Subsections of Trees

Introduction to Trees

A tree is a mathematical structure having a hierarchical nature. A tree may be empty, or it may consist of:

  • a root, and
  • zero or more children, each of which is also a tree.

Consider, for example, a folder (or directory) in a Windows file system. This folder and all its sub-folders form a tree — the root of the tree is the folder itself, and its children are the folders directly contained within it. Because a folder (with its sub-folders) forms a tree, each of the sub-folders directly contained within the folder are also trees. In this example, there are no empty trees — an empty folder is a nonempty tree containing a root but no children.

Note

We are only considering actual folders, not shortcuts, symbolic links, etc.

We have at least a couple of ways of presenting a tree graphically. One way is as done within Windows Explorer:

A Windows file system tree A Windows file system tree

Here, children are shown in a vertically-aligned list, indented under the root. An alternative depiction is as follows:

A tree A tree

Here, children are shown by drawing lines to them downward from the root.

Other examples of trees include various kinds of search spaces. For example, for a chess-playing program, the search for a move can be performed on a game tree whose root is a board position and whose children are the game trees formed from each board position reachable from the root position by a single move.
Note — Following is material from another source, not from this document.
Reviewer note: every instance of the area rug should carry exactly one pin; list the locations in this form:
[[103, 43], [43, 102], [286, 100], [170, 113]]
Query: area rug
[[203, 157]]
Also, in the sections that follow, we will consider various data structures that form trees.

.NET provides access to the folders in a file system tree via the DirectoryInfo class, found in the System.IO namespace. This class has a constructor that takes as its only parameter a string giving the path to a folder (i.e., a directory) and constructs a DirectoryInfo describing that folder. We can obtain such a string from the user using a FolderBrowserDialog. This class is similar to a file dialog and can be added to a form in the Design window in the same way. If uxFolderBrowser is a FolderBrowserDialog, we can use it to obtain a DirectoryInfo for a user-selected folder as follows:

if (uxFolderBrowser.ShowDialog() == DialogResult.OK)
{
    DirectoryInfo folder = new(uxFolderBrowser.SelectedPath);
    
	// Process the folder
}

Various properties of a DirectoryInfo give information about the folder; for example:

  • Name gets the name of the folder as a string.
  • FullName gets the full path of the folder as a string.
  • Parent gets the parent folder as a DirectoryInfo?. If the current folder is the root of its file system, this property is null.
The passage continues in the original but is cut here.